Le fiel, c’est la bile, le liquide gastrique. C’est basique, malodorant, jaune-verdâtre. C’est ce qu’on vomit quand on a tout vomi.
L’absinthe, c’est une liqueur extraite d’une plante anisée, adulé par certain poète pour son aide à la créativité, mais toxique. Peut-être La bruyère savait-il qu’elle favorise la production de fiel.
Ils disent ce qui est douloureux à entendre, mais qui ne profite à personne. La raillerie, l’injure, l’insulte. Il y a des gens dont la salive coule des lèvres malgré eux, mais la salive ne nuit pas.
Pour ces offenseurs, le mieux serait qu’ils n’aient pas les moyens de nuire. En effet, si un sot se moque de vous, il est peu probable qu’il vous fasse vraiment du mal, car vous trouverez quelques choses de plus intelligent à lui répondre ou à penser pour vous consoler. Mais ce que l’offenseur a de vivacité et d’esprit est pour lui une arme, une arme puissante et précise qui détruit bien sa cible. Et cette arme finie toujours par se retourner contre lui-même. Celui qui répand autour de lui la discorde, le mépris, et toutes les autres marques inutiles de la haine, celui-là détruit ses proches, et se détruit lui-même, souvent sans le savoir.

Mais il ne suffit pas de laisser ces gens en paix, car s’ils n’ont pas une laideur à dire pour se défendre, ils attaqueront ce qui passe à leur porté. Quoiqu’on fasse envers eux, on s’en repentira. Si nous les combattons, ils rétorqueront, et ce ne sera pour eux qu’une occasion de plus pour offenser. Si nous les soutenons, la haine qu’ils inspirent rejaillira sur nous. Si nous les fuions trop tard, ils se vengeront par la réputation qu’ils tenteront de nous faire, et s‘ils n‘y parviennent pas ils mettront vos défenseurs en colère à force de contredire.

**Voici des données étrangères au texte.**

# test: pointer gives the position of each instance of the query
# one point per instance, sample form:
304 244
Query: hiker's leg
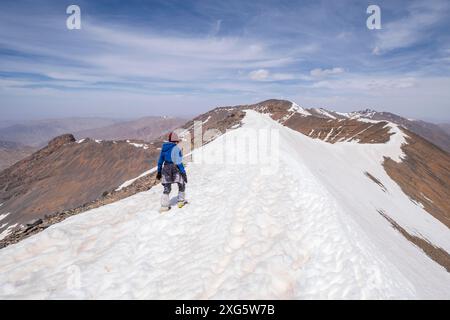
181 192
165 201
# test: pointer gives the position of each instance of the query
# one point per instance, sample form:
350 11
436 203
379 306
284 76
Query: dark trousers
168 187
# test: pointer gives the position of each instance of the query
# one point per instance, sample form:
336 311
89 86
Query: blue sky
135 58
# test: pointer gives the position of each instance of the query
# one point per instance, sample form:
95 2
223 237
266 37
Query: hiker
171 170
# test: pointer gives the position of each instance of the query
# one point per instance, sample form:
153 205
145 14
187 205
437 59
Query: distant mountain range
361 196
20 140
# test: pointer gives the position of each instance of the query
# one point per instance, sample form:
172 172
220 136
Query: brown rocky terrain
11 152
37 133
147 129
423 174
67 178
67 174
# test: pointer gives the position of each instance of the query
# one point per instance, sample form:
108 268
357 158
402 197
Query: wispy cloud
207 53
414 27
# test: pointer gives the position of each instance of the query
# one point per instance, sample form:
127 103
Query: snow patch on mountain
296 108
297 233
3 216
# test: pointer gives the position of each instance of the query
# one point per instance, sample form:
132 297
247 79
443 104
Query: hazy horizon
182 58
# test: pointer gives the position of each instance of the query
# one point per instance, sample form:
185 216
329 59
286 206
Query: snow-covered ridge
296 108
309 230
138 145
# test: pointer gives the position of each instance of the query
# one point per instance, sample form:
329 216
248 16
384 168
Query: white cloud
407 31
259 75
326 72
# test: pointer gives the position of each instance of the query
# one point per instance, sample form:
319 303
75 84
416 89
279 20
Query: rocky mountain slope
146 129
37 133
66 174
328 221
11 152
419 173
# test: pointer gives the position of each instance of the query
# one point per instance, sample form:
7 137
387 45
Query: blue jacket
170 153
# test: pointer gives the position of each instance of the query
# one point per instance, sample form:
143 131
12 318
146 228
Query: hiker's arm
180 163
160 162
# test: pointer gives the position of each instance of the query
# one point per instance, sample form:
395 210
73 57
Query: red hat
173 137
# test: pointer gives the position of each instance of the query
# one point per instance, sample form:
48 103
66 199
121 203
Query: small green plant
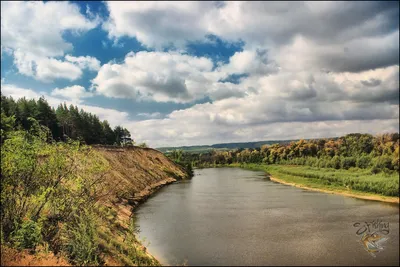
26 234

Qu’on parvienne même à diriger leur flot de haine sur un absent, soit ils parviendront à vous convaincre, et vous serez comme eux, soit ils vous mettront encore en colère à force de contredire.
On ne peut pas leur demander d’être gentil, car ils pourraient encore dire que le monde est laid et qu’ils œuvrent pour la vérité, ou je ne sais quel autre chose. Discuter avec eux, cela leur servirait encore de prétexte à parler, donc à offenser. Il n’y a rien à faire, car même si on veut ouvrir avec eux un dialogue pour les aider à dire du bien, ils n’écouteront que pour réfuter, rétorquer, contredire. Ils se convaincront eux-même par leurs arguments.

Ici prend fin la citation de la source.